NixOS Implementation

Module Structure

modules/
└── code-server-containers.nix    # New module

Configuration Interface

services.code-server-multi = {
  enable = true;

  users = {
    dan = {
      port = 8081;
      passwordFile = config.sops.secrets.code-server-dan.path;
      memoryLimit = "2G";
      cpuLimit = "1.5";
    };
    alice = {
      port = 8082;
      passwordFile = config.sops.secrets.code-server-alice.path;
    };
  };

  # Shared settings
  baseImage = "codercom/code-server:latest";  # Or custom image with Nix
  workspaceBase = "/var/lib/vscode";
};

Generated Resources

For each user, the module generates:

Podman container via virtualisation.oci-containers
Storage directories via systemd.tmpfiles.rules
nginx virtual host (<user>.code.clarun.xyz) with WebSocket support
sops secret reference for password

DNS requirement: Wildcard A record *.code.clarun.xyz → server IP (configured in Vultr DNS)

nginx Configuration

Per-user virtual hosts generated by module (one per user):

# Generated for each user (e.g., dan)
services.nginx.virtualHosts."dan.code.clarun.xyz" = {
  forceSSL = true;
  useACMEHost = "code.clarun.xyz";  # Wildcard cert

  locations."/" = {
    proxyPass = "http://127.0.0.1:8081";  # User's port
    proxyWebsockets = true;
    extraConfig = ''
      proxy_set_header Host $host;
      proxy_set_header Upgrade $http_upgrade;
      proxy_set_header Connection upgrade;
      proxy_set_header Accept-Encoding gzip;
      proxy_set_header X-Real-IP $remote_addr;
      proxy_set_header X-Forwarded-For $proxy_add_x_forwarded_for;
      proxy_set_header X-Forwarded-Proto $scheme;
    '';
  };
};

# Wildcard cert for all subdomains
security.acme.certs."code.clarun.xyz" = {
  domain = "code.clarun.xyz";
  extraDomainNames = [ "*.code.clarun.xyz" ];
  dnsProvider = "vultr";  # Requires DNS-01 challenge for wildcard
  credentialsFile = config.sops.secrets.vultr-api-key.path;
};

# Catch-all for unknown subdomains
services.nginx.virtualHosts."*.code.clarun.xyz" = {
  useACMEHost = "code.clarun.xyz";
  locations."/" = {
    return = "404";
  };
};

Note: Wildcard certs require DNS-01 challenge (HTTP-01 won't work).

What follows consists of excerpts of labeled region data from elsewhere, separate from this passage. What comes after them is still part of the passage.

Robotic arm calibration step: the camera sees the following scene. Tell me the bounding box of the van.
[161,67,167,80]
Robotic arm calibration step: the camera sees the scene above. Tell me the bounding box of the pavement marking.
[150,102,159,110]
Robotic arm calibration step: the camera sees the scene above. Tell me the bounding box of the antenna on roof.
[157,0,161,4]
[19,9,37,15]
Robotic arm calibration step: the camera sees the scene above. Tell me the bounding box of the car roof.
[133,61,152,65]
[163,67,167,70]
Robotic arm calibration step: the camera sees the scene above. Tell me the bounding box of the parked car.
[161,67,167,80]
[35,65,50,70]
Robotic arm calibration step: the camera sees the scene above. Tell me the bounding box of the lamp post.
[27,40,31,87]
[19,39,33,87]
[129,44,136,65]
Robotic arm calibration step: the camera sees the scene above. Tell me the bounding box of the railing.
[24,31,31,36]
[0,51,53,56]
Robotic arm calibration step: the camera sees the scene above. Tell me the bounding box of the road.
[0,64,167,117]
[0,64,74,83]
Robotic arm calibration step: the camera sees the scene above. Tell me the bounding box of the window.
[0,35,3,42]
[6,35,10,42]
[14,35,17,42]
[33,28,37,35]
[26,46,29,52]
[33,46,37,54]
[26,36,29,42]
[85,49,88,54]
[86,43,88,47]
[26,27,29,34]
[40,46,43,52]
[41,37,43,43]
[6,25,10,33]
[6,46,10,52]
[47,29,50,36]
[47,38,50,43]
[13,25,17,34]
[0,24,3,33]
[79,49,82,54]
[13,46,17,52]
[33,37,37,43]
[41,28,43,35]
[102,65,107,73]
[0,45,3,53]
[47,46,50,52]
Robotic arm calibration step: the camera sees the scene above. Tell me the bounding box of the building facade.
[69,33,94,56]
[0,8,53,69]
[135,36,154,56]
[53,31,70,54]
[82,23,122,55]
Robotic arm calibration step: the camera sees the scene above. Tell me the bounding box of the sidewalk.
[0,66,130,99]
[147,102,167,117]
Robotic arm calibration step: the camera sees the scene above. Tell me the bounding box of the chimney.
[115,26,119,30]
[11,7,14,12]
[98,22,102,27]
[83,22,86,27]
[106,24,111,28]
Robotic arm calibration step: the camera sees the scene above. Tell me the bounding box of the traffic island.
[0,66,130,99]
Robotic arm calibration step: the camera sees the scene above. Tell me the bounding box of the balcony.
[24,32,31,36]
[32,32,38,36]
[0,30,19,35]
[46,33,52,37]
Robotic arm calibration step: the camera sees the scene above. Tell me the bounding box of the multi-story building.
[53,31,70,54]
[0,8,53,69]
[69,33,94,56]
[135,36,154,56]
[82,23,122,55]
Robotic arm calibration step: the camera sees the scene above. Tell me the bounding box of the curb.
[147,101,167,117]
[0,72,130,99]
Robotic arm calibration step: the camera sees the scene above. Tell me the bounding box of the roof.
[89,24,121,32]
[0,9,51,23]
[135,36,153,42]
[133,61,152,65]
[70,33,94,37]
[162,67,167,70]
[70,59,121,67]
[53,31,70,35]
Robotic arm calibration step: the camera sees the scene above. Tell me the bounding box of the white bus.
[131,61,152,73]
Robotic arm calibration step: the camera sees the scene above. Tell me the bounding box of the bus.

Need Vultr API key for DNS automation.

API Key Management

opencode requires API keys for AI providers (Anthropic, OpenAI). Strategy for managing these in multi-user environment:

Phase 1: Shared Keys (MVP)

For 1-5 trusted users, inject shared API keys via environment variables:

# Per-user container gets keys from sops-nix
services.code-server-multi.users.dan = {
  # ... other config ...
  environment = {
    ANTHROPIC_API_KEY = config.sops.secrets.opencode-anthropic.path;
    OPENAI_API_KEY = config.sops.secrets.opencode-openai.path;
  };
};

Cost control at provider level:

Set monthly spend limits on API keys ($50-100/month)
Create project-specific keys for this use case
Monitor usage via provider dashboards

Pros: Simple, no additional infrastructure Cons: Users can see keys via env, no per-user tracking

Phase 2: Proxy with BYOK (Future)

If scale or cost becomes an issue:

┌──────────────┐     ┌──────────────┐     ┌──────────────┐
│ Container    │────►│ API Proxy    │────►│ AI Provider  │
│ (opencode)   │     │ (host)       │     │              │
│              │     │ - Rate limit │     │              │
│ Base URL:    │     │ - Log usage  │     │              │
│ proxy:8080   │     │ - Add API key│     │              │
└──────────────┘     └──────────────┘     └──────────────┘

Options:

litellm: Proxy supporting multiple providers, usage tracking
Custom: Minimal proxy that adds keys and logs requests

Bring Your Own Key (BYOK): Users provide their own API keys, stored in their container's persistent config.

Decision: Phase 1 for MVP

For initial deployment with 1-5 users:

Shared keys injected via sops-nix environment variables
Per-key spend limits set at provider level (OpenAI: $50, Anthropic: $50)
Trust model: users are known/trusted, not adversarial
Re-evaluate when hitting limits or adding untrusted users

Port Forwarding

Phase 1: No User-Controlled Ports (MVP)

Users cannot expose their own web apps externally. Dev servers run inside container, accessible only via VS Code's built-in port forwarding (localhost within the browser session).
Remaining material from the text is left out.